Geography of Hidden Faces applies AI to aerial imagery to “see” faces in the landscape.
At any given moment, dozens of satellite and aircraft sensors look down from above, taking pictures of the rapidly changing and evolving landscapes below. These images, stitched together, processed, and transmitted, become maps which ultimately come to shape the spaces and places they represent.
There is an ambivalence to the ways that these mappings constantly re-imagine and re-form the world. In the best cases, aerial images are used to help inform aid relief efforts after a disaster, expose the locations of fires, and create evidence pointing directly to critical environmental changes. Aerial images however are all too often used to exploit natural resources, displace native and indigenous peoples, and to justify the killing of innocent people.
How we interpret the “God's eye view”—its privileges, politics, responsibilities, and opportunities—is effectively how we draw the map. And with the unrestricted use of automated, machine learning-based systems for interpreting images, we only further codify our own problems and flaws, as well as our imaginations and politics onto the world.
Geography of Hidden Faces is a project about exploring and questioning what we see versus what we've trained computers to see. The project provides an interface to renderings of the world from above, layering both critique and a window into a kind of "algorithmic imagination." By applying facial recognition algorithms to aerial imagery, the project begins training you to see "algorithmically." Just as the algorithms have learned to identify patterns in their training data, longer engagement with this project begins to cue you in to the potential conditions and environmental factors that produce to a face detection in the landscape. By applying a facial recognition algorithm onto data it is not meant to interpret, we are given an opportunity to explore the quirky artifacts of facial recognition algorithms.

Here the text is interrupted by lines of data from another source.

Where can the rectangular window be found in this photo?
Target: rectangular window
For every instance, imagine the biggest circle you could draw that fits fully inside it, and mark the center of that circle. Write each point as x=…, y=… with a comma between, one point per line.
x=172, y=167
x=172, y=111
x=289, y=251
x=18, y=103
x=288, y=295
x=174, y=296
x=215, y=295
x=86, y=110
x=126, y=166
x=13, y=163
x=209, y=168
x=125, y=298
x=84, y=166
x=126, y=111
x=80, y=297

In 2013, Onformative Studio in Germany published their Google Faces project. Their investigation explored the phenomenon of pareidolia—the tendency for humans to see shapes or faces in inanimate or abstract objects and things—in machines. Onformative employed machine learning algorithms designed for face tracking, turning the gaze of the algorithms away from people and onto views of the earth from space.
Geography of Hidden Faces extends and reinterprets Onformative's early work. Here, the application prompts viewers to zoom and pan in such a way that with each interaction, they are left gazing into the map wondering if the AI sees anything more than what is in view.